Doesn't a patch set ID suffer from the same kind of ambiguity the
change-id supposedly does? Patch sets can be split and merged, a commit
from one patch set can be cherry-picked into another. What patch set ID
should such a cherry-picked commit have?

And I think the argument that a change-id for a singleton patch
set naturally falls out of the patch set ID can easily be reversed.
Admittedly, I don't have the most experience with the mailing list
workflow, but a multi-commit patch set usually comes with a cover
letter, right? And people like to track their cover letter in a commit?
IIUC, b4 is designed around that too.

In that case, the cover letter has its own change-id as any other
commit, which will naturally remain stable across every version of the
patch set. It would be non-sensical to squash, split or cherry-pick the
cover letter commit. Sounds like a great candidate for the patch set ID.

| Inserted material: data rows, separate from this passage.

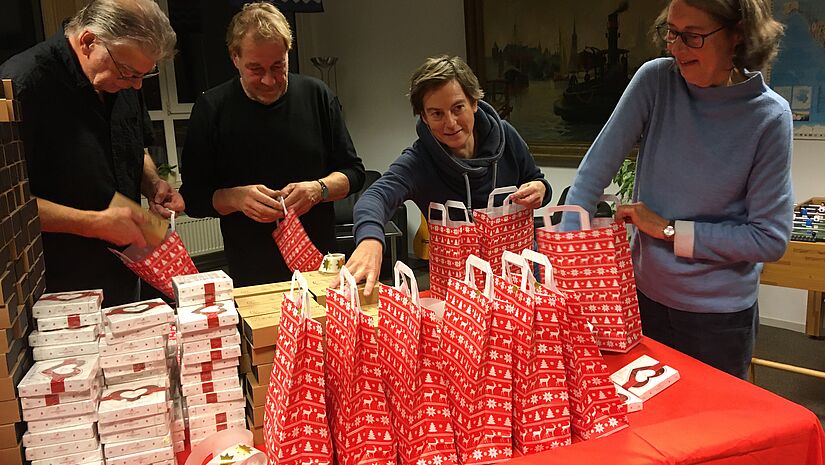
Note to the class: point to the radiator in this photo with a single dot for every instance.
(200, 235)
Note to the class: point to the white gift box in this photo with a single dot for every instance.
(121, 435)
(57, 436)
(60, 423)
(123, 404)
(74, 374)
(63, 336)
(85, 458)
(132, 358)
(227, 395)
(68, 303)
(64, 350)
(202, 288)
(213, 343)
(214, 355)
(645, 377)
(203, 421)
(633, 403)
(134, 423)
(151, 457)
(64, 448)
(212, 409)
(62, 398)
(198, 434)
(205, 317)
(222, 384)
(67, 321)
(133, 446)
(209, 366)
(127, 319)
(130, 345)
(71, 409)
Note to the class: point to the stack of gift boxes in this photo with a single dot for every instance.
(137, 407)
(21, 272)
(210, 354)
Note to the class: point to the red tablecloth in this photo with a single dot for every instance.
(706, 417)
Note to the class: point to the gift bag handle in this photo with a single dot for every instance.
(297, 277)
(401, 271)
(346, 278)
(584, 217)
(511, 258)
(539, 258)
(474, 262)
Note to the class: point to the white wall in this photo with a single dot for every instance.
(380, 43)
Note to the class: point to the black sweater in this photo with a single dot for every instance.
(234, 141)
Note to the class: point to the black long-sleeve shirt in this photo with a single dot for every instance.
(234, 141)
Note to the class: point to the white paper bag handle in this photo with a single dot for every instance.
(500, 191)
(534, 257)
(346, 278)
(474, 262)
(297, 277)
(511, 258)
(584, 217)
(402, 270)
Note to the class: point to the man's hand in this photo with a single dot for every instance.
(166, 200)
(529, 194)
(120, 226)
(300, 197)
(365, 263)
(643, 217)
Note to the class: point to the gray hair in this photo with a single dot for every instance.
(752, 18)
(140, 22)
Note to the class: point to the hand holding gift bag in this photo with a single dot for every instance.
(508, 227)
(355, 395)
(408, 338)
(451, 243)
(295, 422)
(586, 263)
(157, 266)
(299, 253)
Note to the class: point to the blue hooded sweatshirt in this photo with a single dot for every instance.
(427, 172)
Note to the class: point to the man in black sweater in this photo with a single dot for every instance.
(263, 135)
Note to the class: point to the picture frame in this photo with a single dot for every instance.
(522, 53)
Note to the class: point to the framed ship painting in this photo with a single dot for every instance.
(555, 70)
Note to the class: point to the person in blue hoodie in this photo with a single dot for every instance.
(464, 151)
(713, 197)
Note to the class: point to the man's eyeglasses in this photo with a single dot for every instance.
(690, 39)
(133, 78)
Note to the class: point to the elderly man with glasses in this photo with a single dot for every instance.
(85, 130)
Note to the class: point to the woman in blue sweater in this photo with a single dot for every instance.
(464, 151)
(713, 196)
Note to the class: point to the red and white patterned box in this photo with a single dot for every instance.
(75, 374)
(645, 377)
(129, 318)
(202, 288)
(68, 303)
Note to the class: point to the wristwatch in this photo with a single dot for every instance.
(670, 231)
(324, 190)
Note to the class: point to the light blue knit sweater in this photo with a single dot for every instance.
(715, 159)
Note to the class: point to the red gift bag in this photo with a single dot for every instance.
(586, 262)
(508, 227)
(295, 421)
(541, 414)
(299, 253)
(408, 339)
(157, 266)
(360, 421)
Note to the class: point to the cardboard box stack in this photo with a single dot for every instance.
(136, 410)
(210, 354)
(21, 272)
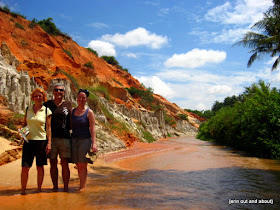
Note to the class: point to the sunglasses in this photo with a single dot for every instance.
(57, 89)
(37, 96)
(84, 91)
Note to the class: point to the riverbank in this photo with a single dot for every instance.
(178, 173)
(10, 173)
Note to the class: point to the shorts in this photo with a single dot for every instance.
(80, 147)
(60, 146)
(35, 148)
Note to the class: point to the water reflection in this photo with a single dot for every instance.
(183, 173)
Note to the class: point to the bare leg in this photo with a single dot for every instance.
(65, 173)
(54, 174)
(24, 179)
(40, 177)
(82, 171)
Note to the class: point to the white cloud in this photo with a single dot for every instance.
(98, 25)
(137, 37)
(220, 89)
(227, 36)
(102, 48)
(157, 85)
(242, 12)
(131, 55)
(164, 12)
(195, 58)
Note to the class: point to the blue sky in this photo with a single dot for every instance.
(180, 48)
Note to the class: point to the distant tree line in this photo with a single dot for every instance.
(251, 123)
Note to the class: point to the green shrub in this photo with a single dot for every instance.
(183, 117)
(8, 11)
(112, 60)
(50, 28)
(146, 95)
(252, 125)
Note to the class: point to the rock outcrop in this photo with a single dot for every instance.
(31, 58)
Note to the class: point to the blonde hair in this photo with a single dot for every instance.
(40, 90)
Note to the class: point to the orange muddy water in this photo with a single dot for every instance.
(178, 173)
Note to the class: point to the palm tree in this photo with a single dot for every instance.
(268, 40)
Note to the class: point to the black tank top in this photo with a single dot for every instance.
(80, 125)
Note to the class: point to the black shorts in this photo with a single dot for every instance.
(35, 148)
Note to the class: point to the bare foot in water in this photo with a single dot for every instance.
(55, 189)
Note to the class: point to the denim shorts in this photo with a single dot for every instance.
(32, 149)
(60, 146)
(80, 147)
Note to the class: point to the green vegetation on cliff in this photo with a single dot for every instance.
(251, 124)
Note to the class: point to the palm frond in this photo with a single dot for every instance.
(275, 65)
(252, 59)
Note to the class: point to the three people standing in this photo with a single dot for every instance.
(50, 125)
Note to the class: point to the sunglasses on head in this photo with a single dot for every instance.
(58, 89)
(84, 91)
(37, 96)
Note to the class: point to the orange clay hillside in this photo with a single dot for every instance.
(44, 56)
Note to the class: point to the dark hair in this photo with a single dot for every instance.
(84, 91)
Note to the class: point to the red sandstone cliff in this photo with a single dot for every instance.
(43, 56)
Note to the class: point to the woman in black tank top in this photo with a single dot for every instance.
(83, 136)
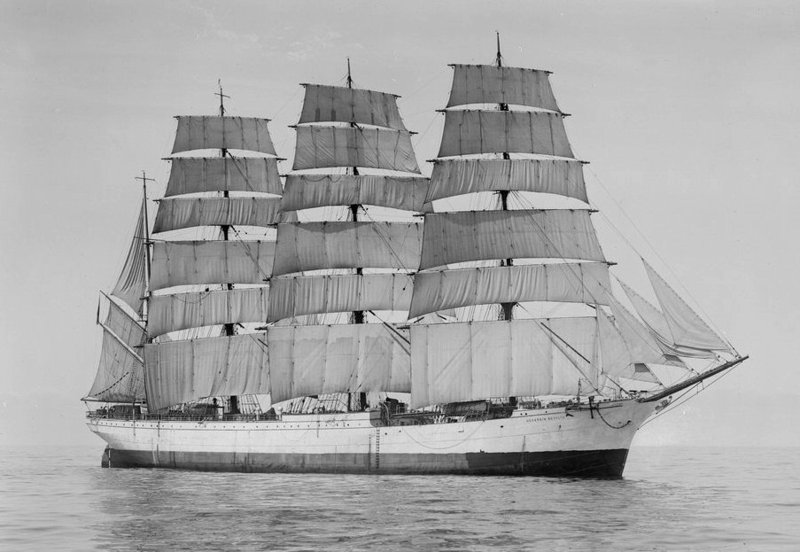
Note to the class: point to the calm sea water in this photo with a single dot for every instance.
(669, 499)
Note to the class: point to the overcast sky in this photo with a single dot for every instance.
(687, 110)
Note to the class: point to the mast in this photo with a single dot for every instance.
(507, 308)
(218, 281)
(147, 267)
(227, 329)
(358, 316)
(347, 268)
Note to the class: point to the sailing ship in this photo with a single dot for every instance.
(364, 318)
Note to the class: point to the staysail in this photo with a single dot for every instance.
(120, 374)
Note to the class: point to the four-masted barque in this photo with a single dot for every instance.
(363, 318)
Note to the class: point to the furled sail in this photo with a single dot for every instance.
(688, 329)
(168, 313)
(454, 177)
(482, 235)
(376, 148)
(467, 132)
(299, 295)
(130, 286)
(184, 371)
(312, 360)
(483, 84)
(566, 282)
(478, 360)
(211, 262)
(350, 105)
(191, 175)
(216, 132)
(176, 213)
(120, 376)
(306, 191)
(325, 245)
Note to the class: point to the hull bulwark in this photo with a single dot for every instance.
(550, 442)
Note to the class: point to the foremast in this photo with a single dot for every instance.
(212, 262)
(120, 373)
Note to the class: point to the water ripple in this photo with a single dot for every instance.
(670, 499)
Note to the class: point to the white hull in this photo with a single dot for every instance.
(555, 441)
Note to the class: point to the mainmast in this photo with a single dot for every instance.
(227, 329)
(358, 316)
(328, 266)
(507, 308)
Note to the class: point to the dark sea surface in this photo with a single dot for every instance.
(670, 499)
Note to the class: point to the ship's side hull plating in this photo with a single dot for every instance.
(557, 442)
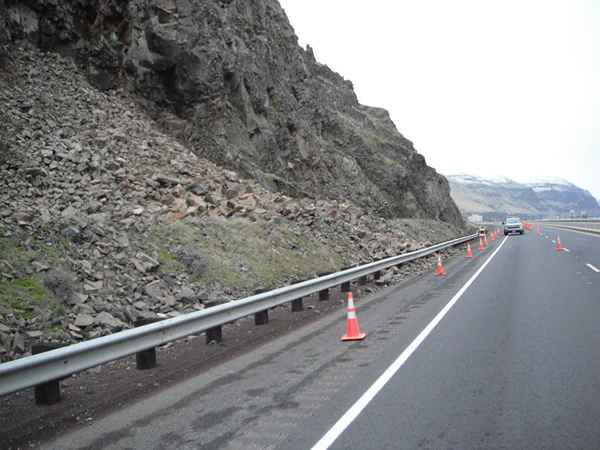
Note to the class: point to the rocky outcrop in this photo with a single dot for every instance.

So the patch set ID can just as naturally flow out from the change-id.

I can see two concrete disadvantages of the patch set ID:

* It's strictly less powerful. As explained, the change-id can do
  everything the patch set ID can via the cover letter. But the patch
  set ID cannot help you track how individual commits within the patch
  set evolved.

* It's more complicated. While many Git users work with patch sets every
  day, it's not a concept in Git iself. Git only knows about commits.
  The patch set ID would introduce a new concept into Git unnecessarily,
  while the change-id naturally extends the language Git already speaks,
  that of commits.

Remo